Our findings show that the value of IgG in serum of Alzheimer’s Disease patients is (17.2059 ± 2.6317) g/l and in controls, i.e. (17.6720 ± 3.1457) g/l. Values of IgM in AD patients go down up to 62.5% in comparison to healthy subjects. A sudden change was observed in the levels of IgA of AD patients. It has been put on the value 137.9% high in comparison to healthy subjects. The levels of complement C3 has also value of lower side and go down up to 52.66% in AD patients. The value of levels of complement C4 shows no deflection from the control values.
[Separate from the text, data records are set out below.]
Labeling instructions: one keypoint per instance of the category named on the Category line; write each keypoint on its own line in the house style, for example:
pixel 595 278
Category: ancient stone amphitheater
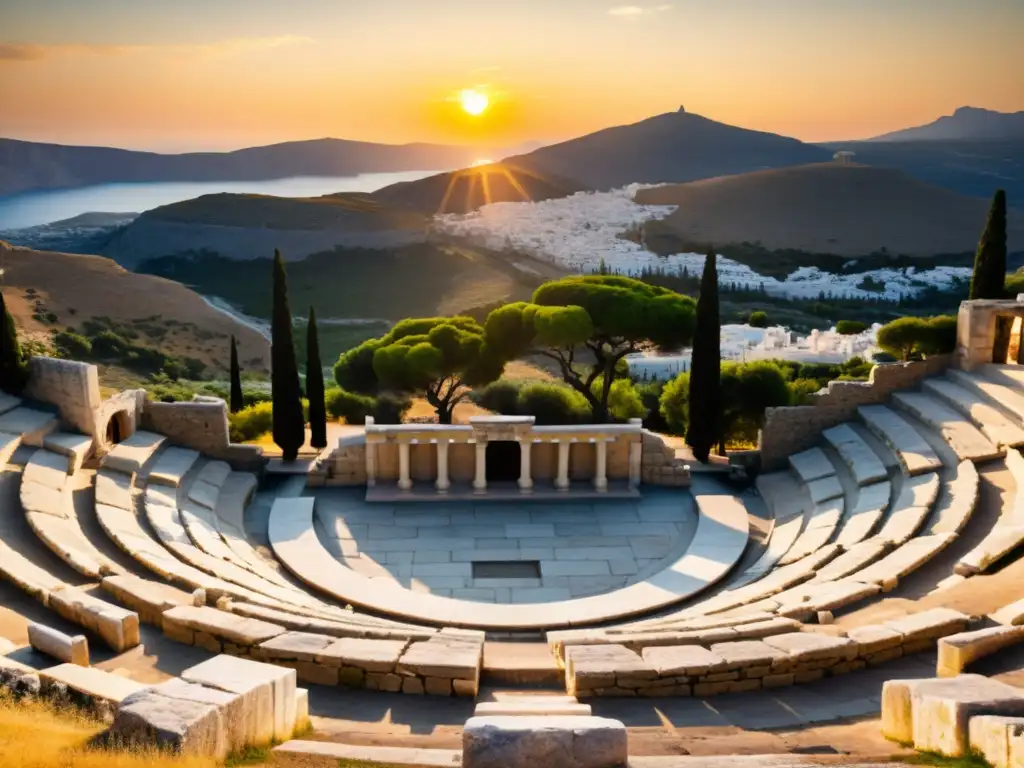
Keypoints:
pixel 604 574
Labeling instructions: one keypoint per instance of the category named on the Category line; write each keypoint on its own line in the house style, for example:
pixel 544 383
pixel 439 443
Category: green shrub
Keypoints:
pixel 501 396
pixel 553 403
pixel 850 328
pixel 348 406
pixel 250 423
pixel 72 346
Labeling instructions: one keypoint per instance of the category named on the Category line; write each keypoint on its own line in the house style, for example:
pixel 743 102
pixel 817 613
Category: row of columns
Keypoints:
pixel 442 483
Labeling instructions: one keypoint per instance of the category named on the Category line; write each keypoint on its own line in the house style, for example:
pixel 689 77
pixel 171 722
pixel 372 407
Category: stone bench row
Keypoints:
pixel 775 660
pixel 445 664
pixel 1008 532
pixel 719 542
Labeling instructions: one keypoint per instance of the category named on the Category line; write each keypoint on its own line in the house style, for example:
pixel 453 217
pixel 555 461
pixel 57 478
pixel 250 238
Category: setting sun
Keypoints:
pixel 473 101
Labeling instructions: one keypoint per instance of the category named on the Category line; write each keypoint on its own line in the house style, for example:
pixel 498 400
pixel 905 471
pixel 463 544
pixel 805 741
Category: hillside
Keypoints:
pixel 832 208
pixel 967 123
pixel 246 226
pixel 467 189
pixel 29 166
pixel 672 147
pixel 48 292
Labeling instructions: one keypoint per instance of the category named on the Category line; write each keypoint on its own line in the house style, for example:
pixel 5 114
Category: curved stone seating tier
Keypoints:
pixel 956 430
pixel 171 466
pixel 818 529
pixel 1008 534
pixel 913 451
pixel 32 425
pixel 1004 394
pixel 718 544
pixel 956 502
pixel 862 462
pixel 706 670
pixel 811 465
pixel 982 413
pixel 46 498
pixel 131 455
pixel 861 520
pixel 910 509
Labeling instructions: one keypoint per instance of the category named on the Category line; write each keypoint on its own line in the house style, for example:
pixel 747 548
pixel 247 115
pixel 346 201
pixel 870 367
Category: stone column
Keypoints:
pixel 404 481
pixel 636 463
pixel 525 478
pixel 600 470
pixel 442 480
pixel 562 480
pixel 480 479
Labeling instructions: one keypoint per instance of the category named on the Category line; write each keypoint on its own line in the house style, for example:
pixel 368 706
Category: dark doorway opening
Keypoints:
pixel 116 429
pixel 503 461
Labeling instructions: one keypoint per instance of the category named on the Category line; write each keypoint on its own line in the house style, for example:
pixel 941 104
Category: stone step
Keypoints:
pixel 913 451
pixel 332 754
pixel 993 423
pixel 965 438
pixel 862 462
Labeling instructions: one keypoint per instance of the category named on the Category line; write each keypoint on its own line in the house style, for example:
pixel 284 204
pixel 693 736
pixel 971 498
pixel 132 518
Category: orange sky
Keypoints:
pixel 223 74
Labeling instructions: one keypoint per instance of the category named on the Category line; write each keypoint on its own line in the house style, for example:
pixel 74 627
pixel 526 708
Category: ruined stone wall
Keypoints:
pixel 72 386
pixel 792 429
pixel 202 425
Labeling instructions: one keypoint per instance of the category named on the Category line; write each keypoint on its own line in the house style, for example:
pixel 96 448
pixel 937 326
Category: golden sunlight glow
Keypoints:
pixel 473 101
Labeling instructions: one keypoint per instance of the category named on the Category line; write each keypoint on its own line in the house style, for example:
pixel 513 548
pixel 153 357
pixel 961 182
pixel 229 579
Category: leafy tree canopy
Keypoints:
pixel 588 325
pixel 438 356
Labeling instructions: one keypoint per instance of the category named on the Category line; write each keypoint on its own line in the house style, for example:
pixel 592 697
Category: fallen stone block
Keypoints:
pixel 534 741
pixel 941 714
pixel 992 736
pixel 87 686
pixel 184 726
pixel 956 651
pixel 57 644
pixel 267 691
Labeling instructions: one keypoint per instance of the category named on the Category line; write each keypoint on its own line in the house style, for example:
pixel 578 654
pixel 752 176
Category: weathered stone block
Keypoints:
pixel 531 741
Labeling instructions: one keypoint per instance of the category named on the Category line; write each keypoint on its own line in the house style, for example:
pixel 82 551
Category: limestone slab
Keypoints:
pixel 532 741
pixel 131 455
pixel 268 693
pixel 811 465
pixel 913 451
pixel 856 454
pixel 941 715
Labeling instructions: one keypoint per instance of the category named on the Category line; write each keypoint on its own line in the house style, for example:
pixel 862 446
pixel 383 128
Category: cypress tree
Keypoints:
pixel 705 427
pixel 314 385
pixel 11 365
pixel 989 279
pixel 289 426
pixel 237 401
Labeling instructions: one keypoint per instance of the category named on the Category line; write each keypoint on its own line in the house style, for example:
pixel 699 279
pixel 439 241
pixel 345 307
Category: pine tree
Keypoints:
pixel 705 428
pixel 314 386
pixel 11 365
pixel 988 281
pixel 237 401
pixel 289 427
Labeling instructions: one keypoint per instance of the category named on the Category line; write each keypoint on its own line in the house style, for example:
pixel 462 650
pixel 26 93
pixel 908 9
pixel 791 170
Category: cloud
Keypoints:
pixel 220 48
pixel 633 11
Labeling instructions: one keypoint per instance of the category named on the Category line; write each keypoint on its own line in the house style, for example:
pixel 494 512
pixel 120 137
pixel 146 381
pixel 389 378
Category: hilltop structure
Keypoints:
pixel 393 563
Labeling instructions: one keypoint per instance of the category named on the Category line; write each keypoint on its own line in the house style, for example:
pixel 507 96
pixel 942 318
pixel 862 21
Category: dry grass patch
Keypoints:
pixel 35 734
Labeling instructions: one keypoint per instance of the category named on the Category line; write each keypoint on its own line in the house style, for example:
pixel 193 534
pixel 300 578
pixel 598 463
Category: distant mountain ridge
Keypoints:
pixel 27 166
pixel 965 123
pixel 672 147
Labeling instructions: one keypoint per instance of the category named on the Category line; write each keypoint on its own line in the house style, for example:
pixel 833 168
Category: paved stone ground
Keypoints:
pixel 584 548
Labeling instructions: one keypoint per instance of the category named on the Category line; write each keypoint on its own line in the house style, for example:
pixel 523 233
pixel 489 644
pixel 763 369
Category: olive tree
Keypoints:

Regression and multiple correlation analysis give a good presentation of our work. It has been found that the partial correlation coefficients rGA.M, which has value 0.44815 in AD patients and 0.45555 in controls. We have found that these correlations do not show any resemblance and do not show any deflection, while rAM.G has value 0.3082 in AD patients and 0.3912 in controls slightly better correlated in comparison to healthy controls. There is a correlation such as rMG.A has a variation more than fifty percent for control values. Multiple correlation RG.AM has a trend and does not show any change in comparison to healthy controls, while RA.MG has strongly correlation in comparison to controls. RM.AG is also strongly correlated. Regression coefficients and regression equations are basic foundations of correlations measurements and show a specific character of variation.

4. Conclusion

On the basis of analysis of immunoglobulins and complements, we have reached at a point where we can give some ideas related to study of Alzheimer’s disease. The measured values of levels of immunoglobulins and complements have a variation. Statistical variations such as regression and correlation analysis with a test called Student “t”-test were employed to the present work. The variations are in the present work. The measured levels of IgA have gone up to 137.9% on the higher side in comparison to healthy subjects. The levels of IgM were lower up to 62.5% in comparison to normals. The levels of complements C3 were also found on the lower side up to 52.66% in comparison to healthy subjects. The alterations in the immunoglobulogical parameters are a subject of study, which can give more information related to Alzheimer’s disease. We can say that the present study is a step in understanding the mechanism of the immunological changes in the brain of Alzheimer’s disease patients. On the basis of partial and multiple correlation analysis, a trend has been found between all the immunoglobulins, which is given here as 1) rGA > rMA > rG.M

2) rGA.M > rAM.G > rMG.A

3) RA.MG > RM.AG > RG.AM.


The authors are thankful to Dr. P.K. Saxena, Principal, D.A.V. College, Muzaffarnagar for providing the facility of doing work. We are also thankful to Medical Superintendent, Safdarjang Hospital, New Delhi, for arranging the blood samples of the diseased and healthy controls. Our thanks go to Dr. Manju Chauhan, Head, Department of Biosciences, D.A.V. College, Muzaffarnagar for providing the facilities of estimation of the immunological parameters from sera of different blood samples of the human disorders and controls.


*Corresponding author.

Conflicts of Interest

The authors declare no conflicts of interest.